Как-то ранним утром Осип направился на глухариный ток пострелять. За знакомым колком увидел вереницу лошадей, идущих по рыхлому снегу с низовьев Тобола. Впереди — верховой, одетый в дубленый полушубок, валенки и заячий треух. Приглядевшись, Осип узнал Ераску. Тот ехал неторопливо, оглядываясь на лошадей, тянувшихся друг за другом. Увидев председателя коммуны, Ераска беспокойно заерзал на седле.
— Сорок одно вам с кисточкой, — делая веселое лицо, поздоровался он.
Осип, не отвечая на приветствие, спросил сурово:
— Куда гонял лошадей?
— На пастбище.
— Какое пастбище в снегах?
Ераска приподнялся на стременах и оглядел равнину.
— Действительно, белым-бело.
Задние лошади, обходя передних, направлялись к заимке.
— Животная, а дом знает, — щербатый рот Ераски открылся в широкой улыбке. — Ишь,
— Ты отвечай, когда тебя спрашивают, — сердито заговорил Осип: — Чье сено стравил?
— Осип Матвеевич, да рази я… да рази мы… — Ераска деланно вздохнул: — Я только один стожок стравил, он каминским мужикам не нужен.
— Откуда ты знаешь, что не нужен? — смягчаясь, спросил Осип.
— Раз каминцы зимой сено не вывезли, стало быть, и нужды в нем нет. А теперь посуди. Тобол вот-вот тронется. Утопить коней и себя кому охота, — заговорил оживленно Ераска. — Опять же лошадь — тварь, можно сказать, не сознательная. Видит сено, чужое или свое не спрашивает.

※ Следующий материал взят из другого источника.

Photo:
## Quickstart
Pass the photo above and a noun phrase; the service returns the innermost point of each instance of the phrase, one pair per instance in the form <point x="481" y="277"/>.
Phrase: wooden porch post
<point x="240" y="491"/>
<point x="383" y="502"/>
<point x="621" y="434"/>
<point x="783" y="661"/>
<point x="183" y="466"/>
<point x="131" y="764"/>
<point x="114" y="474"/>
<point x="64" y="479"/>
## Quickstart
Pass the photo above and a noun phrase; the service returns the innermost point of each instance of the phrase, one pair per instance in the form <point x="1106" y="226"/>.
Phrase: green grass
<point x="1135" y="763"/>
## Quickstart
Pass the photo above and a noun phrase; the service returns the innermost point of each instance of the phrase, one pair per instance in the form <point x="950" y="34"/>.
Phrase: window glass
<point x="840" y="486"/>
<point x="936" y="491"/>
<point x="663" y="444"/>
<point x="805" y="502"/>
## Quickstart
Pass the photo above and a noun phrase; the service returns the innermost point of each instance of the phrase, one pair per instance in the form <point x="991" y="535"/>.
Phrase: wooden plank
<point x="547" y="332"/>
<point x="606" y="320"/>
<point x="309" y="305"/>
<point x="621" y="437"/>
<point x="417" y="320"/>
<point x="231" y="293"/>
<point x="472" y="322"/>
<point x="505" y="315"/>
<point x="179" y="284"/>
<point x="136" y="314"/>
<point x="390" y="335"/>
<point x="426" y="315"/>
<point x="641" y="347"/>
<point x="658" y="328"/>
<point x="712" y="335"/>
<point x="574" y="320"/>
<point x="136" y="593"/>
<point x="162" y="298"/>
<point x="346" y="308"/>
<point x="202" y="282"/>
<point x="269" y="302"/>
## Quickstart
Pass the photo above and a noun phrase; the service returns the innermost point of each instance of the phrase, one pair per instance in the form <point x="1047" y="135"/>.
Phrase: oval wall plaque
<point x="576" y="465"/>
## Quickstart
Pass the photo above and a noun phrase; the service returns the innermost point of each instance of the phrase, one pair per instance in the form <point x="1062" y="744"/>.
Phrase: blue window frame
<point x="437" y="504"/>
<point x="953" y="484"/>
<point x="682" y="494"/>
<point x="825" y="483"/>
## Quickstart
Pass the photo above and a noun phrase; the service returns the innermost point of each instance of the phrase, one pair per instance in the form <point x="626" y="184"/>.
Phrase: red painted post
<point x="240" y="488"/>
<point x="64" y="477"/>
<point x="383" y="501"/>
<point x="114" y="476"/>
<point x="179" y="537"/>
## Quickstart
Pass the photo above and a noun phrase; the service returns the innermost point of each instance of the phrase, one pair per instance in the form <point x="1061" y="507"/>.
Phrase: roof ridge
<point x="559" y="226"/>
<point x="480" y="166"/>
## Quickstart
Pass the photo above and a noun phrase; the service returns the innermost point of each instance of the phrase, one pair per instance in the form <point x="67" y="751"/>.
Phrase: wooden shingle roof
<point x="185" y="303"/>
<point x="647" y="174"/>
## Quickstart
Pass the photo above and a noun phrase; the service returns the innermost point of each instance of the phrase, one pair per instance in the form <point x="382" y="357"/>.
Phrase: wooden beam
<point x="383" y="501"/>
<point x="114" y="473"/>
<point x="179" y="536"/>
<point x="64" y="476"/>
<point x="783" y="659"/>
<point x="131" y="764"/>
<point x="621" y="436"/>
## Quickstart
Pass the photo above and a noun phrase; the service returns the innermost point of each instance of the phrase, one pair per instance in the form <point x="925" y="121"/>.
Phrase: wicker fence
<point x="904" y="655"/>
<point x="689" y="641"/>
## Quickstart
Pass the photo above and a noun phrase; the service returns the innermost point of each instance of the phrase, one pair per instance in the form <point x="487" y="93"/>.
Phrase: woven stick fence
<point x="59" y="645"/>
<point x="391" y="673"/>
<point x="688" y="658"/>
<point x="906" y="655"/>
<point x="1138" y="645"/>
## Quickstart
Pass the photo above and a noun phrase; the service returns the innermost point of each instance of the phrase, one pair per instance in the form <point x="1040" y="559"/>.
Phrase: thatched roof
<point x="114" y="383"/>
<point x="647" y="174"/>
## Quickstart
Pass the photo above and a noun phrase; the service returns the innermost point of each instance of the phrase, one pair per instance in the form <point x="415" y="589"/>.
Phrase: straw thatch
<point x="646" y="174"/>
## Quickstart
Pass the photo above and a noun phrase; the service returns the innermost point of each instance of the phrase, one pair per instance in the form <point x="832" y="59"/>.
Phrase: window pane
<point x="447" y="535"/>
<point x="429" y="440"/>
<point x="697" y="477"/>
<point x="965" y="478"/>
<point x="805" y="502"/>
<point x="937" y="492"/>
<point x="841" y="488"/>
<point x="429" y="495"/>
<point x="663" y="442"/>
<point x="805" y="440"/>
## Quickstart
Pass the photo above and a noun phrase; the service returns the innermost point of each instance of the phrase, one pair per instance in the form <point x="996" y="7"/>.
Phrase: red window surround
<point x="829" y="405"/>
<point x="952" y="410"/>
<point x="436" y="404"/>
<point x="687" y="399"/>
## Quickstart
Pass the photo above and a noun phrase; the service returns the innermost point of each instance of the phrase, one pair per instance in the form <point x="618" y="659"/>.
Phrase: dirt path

— Но ты-то ведь сознательное существо, ты знаешь, что чужое брать без спроса нельзя? — скрывая улыбку, ответил Подкорытов. — Вот что, Герасим, зубы мне не заговаривай, а скажи лучше, чем расплачиваться будем.
— Козлами.
— Какими козлами? — не понял Осип.
— Дикими, — невозмутимо ответил Ераска.
— Ага, ты хочешь свалить потраву на диких козлов?
— Беспременно.
— Но каминские мужики — не глупые: следы-то у стога конские.

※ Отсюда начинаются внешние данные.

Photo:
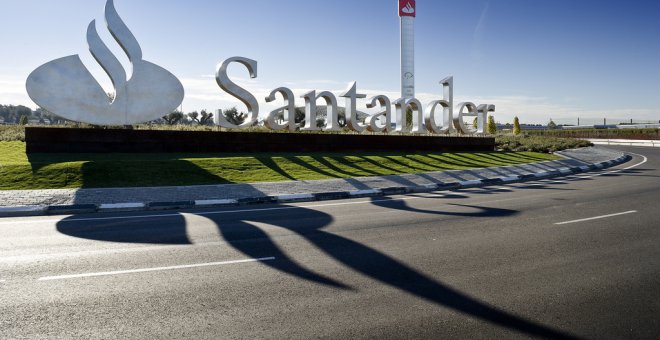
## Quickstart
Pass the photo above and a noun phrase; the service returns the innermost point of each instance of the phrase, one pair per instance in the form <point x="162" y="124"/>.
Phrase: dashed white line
<point x="143" y="270"/>
<point x="281" y="208"/>
<point x="597" y="217"/>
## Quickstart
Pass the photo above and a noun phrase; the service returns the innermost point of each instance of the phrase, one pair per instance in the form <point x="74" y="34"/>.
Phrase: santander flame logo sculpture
<point x="66" y="88"/>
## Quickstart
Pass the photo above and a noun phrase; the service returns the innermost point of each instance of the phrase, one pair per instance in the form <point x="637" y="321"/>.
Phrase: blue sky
<point x="540" y="59"/>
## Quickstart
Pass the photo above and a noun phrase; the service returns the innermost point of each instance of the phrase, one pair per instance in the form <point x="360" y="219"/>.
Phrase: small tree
<point x="516" y="126"/>
<point x="492" y="127"/>
<point x="194" y="116"/>
<point x="206" y="118"/>
<point x="233" y="116"/>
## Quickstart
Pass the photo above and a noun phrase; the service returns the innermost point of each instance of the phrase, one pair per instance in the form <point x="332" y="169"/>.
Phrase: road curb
<point x="302" y="197"/>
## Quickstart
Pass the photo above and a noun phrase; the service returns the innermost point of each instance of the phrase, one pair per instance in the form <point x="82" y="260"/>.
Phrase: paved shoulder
<point x="74" y="201"/>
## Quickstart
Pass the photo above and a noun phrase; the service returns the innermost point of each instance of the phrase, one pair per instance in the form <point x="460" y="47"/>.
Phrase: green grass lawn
<point x="52" y="171"/>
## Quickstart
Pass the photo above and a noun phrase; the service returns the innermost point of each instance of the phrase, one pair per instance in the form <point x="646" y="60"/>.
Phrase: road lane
<point x="472" y="263"/>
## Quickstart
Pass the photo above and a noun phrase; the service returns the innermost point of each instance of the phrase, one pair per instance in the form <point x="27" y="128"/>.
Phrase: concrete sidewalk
<point x="72" y="201"/>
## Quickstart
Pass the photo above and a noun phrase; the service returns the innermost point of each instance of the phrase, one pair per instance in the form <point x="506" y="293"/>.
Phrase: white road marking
<point x="280" y="208"/>
<point x="597" y="217"/>
<point x="177" y="214"/>
<point x="143" y="270"/>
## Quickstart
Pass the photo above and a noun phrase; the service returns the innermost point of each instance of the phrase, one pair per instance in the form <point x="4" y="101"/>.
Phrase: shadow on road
<point x="239" y="230"/>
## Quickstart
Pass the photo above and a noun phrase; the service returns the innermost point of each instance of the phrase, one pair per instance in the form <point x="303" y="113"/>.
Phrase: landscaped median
<point x="20" y="171"/>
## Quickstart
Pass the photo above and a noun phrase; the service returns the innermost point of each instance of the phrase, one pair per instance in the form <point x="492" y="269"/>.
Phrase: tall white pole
<point x="407" y="12"/>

Ераска вновь почесал за треухом.
— Мил человек, — нагнулся он с седла к председателю, — а овцы на что? Как только растает снег, я пригоню их на место, где стоял стожок с сеном, пускай потопчутся. Да прихвачу старую шкуру дикого козла, также валяется у меня под койкой, раскидаю клочья шерсти возле стожка, пускай разбираются.

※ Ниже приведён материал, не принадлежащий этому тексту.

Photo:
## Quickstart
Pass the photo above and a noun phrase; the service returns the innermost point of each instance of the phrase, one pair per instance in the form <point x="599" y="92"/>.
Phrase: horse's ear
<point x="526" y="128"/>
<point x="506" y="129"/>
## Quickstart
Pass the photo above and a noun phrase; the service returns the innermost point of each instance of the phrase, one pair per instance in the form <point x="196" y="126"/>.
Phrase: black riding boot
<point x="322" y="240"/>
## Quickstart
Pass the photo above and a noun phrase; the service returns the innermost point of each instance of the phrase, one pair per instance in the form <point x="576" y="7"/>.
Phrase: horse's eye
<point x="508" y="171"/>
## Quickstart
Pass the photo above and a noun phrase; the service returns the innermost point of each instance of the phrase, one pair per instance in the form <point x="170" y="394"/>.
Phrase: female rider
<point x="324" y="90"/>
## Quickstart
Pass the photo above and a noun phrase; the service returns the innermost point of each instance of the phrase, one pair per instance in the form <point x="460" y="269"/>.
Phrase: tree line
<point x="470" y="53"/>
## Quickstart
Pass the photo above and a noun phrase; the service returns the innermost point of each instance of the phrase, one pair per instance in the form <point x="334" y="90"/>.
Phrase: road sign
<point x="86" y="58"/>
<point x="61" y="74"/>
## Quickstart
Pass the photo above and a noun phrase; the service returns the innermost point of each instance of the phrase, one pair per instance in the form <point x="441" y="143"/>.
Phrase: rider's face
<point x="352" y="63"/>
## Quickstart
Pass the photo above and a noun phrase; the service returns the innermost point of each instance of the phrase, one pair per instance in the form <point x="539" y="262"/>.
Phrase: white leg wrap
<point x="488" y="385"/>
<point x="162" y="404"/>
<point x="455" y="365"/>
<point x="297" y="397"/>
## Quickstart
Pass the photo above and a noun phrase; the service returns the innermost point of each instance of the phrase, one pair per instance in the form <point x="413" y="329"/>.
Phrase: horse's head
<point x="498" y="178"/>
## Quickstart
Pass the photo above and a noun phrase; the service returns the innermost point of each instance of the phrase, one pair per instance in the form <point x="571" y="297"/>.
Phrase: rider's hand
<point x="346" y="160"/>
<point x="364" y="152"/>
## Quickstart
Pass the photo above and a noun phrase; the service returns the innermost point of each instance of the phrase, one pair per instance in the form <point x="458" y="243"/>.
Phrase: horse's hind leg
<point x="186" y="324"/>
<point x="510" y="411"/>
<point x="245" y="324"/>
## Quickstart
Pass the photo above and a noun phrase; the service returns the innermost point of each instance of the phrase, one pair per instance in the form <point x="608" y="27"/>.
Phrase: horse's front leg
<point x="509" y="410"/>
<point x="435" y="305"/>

— Ну, хорошо, поезжай. Дома обсудим.
ГЛАВА 3
После мартовских холодов наступили теплые дни. Поднимались травы, одевались деревья. В низинах раскрылись золотистые чашечки купавок. Виднелись голубые островки незабудок и белые венчики ветрянок. Из густой влажной травы выглядывали маленькие лепестки земляники. Набирала цвет вишня, гудели шмели. Воздух звонкий, как хрусталь. Поет, повиснув в воздухе, жаворонок. Хороша природа Зауралья, и, кажется, ничего нет ее краше.
Это волнующее чувство любви к родному краю испытывал и Осип Подкорытов. С севом коммунары управились вовремя. Всходы ровные и высокие травы на лугах радовали. Еще в апреле Осип уладил с каминцами дело о потраве сена. Во время сева коммуне неожиданно пришла помощь. В Марамыше на дворе бывшего Анохинского завода стоял всеми забытый «фордзон». Как он попал туда — никто не знал.
Однажды, проходя с директором по заводскому двору, Русаков увидел заброшенный трактор и остановился возле него.
— Что вы думаете с ним делать?
— Как видишь, ребята его раскулачивают понемножку.
— Запретить! — решительно заявил Русаков. — Отремонтировать не пробовали? — захваченный какой-то новой мыслью спросил он живо.
— Нет человека, который бы знал трактор.
— Постой, постой, — радостно воскликнул Русаков. — Есть товарищ, который работал когда-то на тракторе. Это я устрою. Запасные части надо взять в Шумихе на бывшем складе сельскохозяйственных машин американца Мак-Кормика.